New Resource Center program reaches out to trans, gender nonconforming young adults
JAMES RUSSELL | Contributing Writer
A new program at Resource Center, combining the center’s young adult and transgender and gender-nonconforming programming, officially launches today (Friday, Sept. 15).
Empowerment Programs Manager Jalenzski Brown, who also manages United Black Ellument and FUSE, also oversees the new GenderBrave program.
Catering to young adults ages 18-29, the program largely replaces the services provided by the Gender Education, Advocacy and Resources group — GEAR — that the center launched in 2005. That popular program will not cease completely, however. The group will still meet every Tuesday for its weekly support group but continue under the GenderBrave umbrella.
GenderBrave uses the Mpowerment model created by the Center for AIDS Prevention Studies at the University of California at San Francisco in the 1990s. The model uses behavioral intervention practices to promote safer sex with cisgender gay and bisexual men.
“The researchers noticed in the early 21st century that black men were not using the program as they like. Researchers launched a pilot program for two years to study intervention methods,” Brown said. Locally that study became UBE and was acquired by Resource Center.
Working alongside Johnny Humprey, program manager for GEAR, Brown also addressed another concern: the Mpowerment model lumped men who have sex with men together with transgender men and women.
Brown noticed as much when pitching GenderBrave to a group of transgender and gender-noncomforming young adults.
The group was hesitant about the framework when Brown first introduced the concept.
“They felt misgendered,” Brown said. “But we worked on the language.”
Burt Brown and the group adapted the language of the Mpowerment model to align more closely with the needs of transgender and gender-nonconforming populations.
They are adapting the overall empowerment model to include a breadth of programming opportunities as well. Since July, a core group of members — think of them as founding members — have spent months planning events and testing different opportunities on Resource Center’s campus.

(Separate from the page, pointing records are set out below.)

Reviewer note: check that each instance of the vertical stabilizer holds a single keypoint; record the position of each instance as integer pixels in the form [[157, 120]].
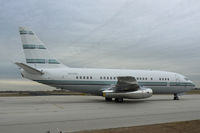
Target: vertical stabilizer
[[36, 53]]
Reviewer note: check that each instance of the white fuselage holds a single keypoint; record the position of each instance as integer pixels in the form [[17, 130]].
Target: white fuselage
[[94, 81]]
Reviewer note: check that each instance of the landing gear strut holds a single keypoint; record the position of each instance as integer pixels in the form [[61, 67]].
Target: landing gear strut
[[176, 96], [119, 100], [108, 99]]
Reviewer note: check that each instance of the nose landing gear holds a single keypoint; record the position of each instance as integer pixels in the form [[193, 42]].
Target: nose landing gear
[[176, 96]]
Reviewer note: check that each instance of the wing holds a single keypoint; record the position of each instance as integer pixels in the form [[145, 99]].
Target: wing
[[127, 83], [127, 87]]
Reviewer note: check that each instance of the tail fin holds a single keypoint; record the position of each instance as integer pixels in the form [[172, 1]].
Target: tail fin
[[35, 51]]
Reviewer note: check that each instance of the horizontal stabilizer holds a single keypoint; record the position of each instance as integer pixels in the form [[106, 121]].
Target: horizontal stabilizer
[[29, 69]]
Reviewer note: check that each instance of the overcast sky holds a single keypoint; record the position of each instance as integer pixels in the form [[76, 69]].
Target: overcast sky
[[132, 34]]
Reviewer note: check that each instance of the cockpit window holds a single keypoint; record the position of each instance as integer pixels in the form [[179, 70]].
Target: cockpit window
[[186, 78]]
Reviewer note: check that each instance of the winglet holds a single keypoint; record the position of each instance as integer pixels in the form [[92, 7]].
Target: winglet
[[29, 69]]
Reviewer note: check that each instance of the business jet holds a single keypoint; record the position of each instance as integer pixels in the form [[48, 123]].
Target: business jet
[[117, 84]]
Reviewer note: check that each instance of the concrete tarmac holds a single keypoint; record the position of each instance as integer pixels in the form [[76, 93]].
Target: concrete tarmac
[[37, 114]]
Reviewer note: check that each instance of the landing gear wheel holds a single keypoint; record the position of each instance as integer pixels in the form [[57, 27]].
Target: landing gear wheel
[[119, 100], [176, 97], [108, 99]]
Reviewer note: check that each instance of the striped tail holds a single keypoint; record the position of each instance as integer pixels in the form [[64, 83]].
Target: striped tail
[[36, 53]]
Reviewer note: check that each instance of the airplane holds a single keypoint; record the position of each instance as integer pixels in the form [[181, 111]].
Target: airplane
[[117, 84]]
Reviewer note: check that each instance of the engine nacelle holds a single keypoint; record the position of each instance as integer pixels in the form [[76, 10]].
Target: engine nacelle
[[139, 94]]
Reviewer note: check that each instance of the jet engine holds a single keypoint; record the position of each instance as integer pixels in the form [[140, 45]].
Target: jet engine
[[139, 94]]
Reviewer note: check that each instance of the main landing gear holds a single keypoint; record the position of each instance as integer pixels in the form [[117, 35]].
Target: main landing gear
[[108, 99], [176, 96], [117, 100]]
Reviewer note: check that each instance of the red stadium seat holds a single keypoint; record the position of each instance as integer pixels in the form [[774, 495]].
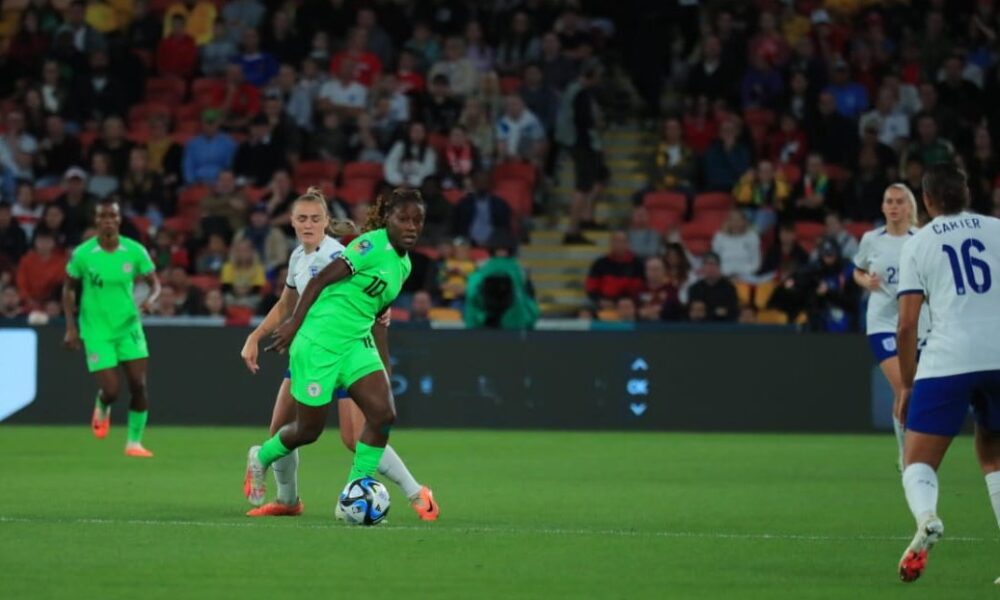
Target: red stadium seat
[[315, 172]]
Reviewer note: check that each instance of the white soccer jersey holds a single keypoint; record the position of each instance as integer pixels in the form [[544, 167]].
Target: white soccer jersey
[[302, 267], [878, 253], [952, 261]]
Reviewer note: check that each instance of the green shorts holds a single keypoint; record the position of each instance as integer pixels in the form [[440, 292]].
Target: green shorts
[[108, 353], [319, 371]]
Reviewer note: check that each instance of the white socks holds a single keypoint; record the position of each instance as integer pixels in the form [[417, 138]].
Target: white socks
[[286, 475], [993, 486], [393, 468], [920, 486]]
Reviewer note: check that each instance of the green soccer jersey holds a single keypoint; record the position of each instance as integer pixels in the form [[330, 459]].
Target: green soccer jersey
[[107, 308], [347, 309]]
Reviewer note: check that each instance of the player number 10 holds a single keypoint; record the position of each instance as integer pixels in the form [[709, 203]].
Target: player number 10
[[976, 270]]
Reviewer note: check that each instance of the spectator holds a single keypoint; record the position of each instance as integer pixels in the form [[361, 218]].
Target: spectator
[[642, 238], [267, 240], [366, 65], [218, 53], [929, 147], [482, 214], [411, 160], [242, 276], [463, 78], [26, 212], [727, 159], [440, 110], [208, 153], [141, 189], [237, 100], [893, 127], [786, 257], [833, 135], [659, 299], [460, 159], [41, 272], [520, 135], [77, 204], [673, 166], [519, 47], [114, 145], [615, 275], [223, 210], [259, 157], [58, 151], [177, 53], [715, 292], [343, 94], [213, 256], [499, 293], [762, 86], [420, 307], [788, 146], [102, 183], [811, 193], [259, 68], [166, 157], [199, 17], [762, 194], [738, 248], [13, 240]]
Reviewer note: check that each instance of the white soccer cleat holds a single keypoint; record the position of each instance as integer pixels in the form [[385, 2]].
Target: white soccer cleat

Some programs include self-defense and make-up application workshops. On Sept. 25, the group hosts a Self Care Workshop.
Those decisions are guided by a core group who are a microcosm of the community, Brown said, and includes transgender, genderqueer and gender-nonconforming young adults.
Their ideas include support group sessions like GEAR’s and social events. Other plans include movie nights, social mixers, and workshops where attendees can learn to apply make-up. But the focus is still rooted in the empowerment model of HIV awareness and prevention.
Brown also got a financial boost as Human Rights Campaign’s HIV 360 Fellowship. The program, focused on HIV awareness, is open to those in managerial leadership roles who work at a non-profit providing HIV-related services as well as HIV-related advocacy, according to the fellowship’s website.
Fellows are required to engage in programs enhancing the community. Brown’s fellowship involves implementing GenderBrave.
“Trans issues are hot topics right now. Folks are looking for space to connect,” Brown said.
This article appeared in the Dallas Voice print edition September 15, 2017.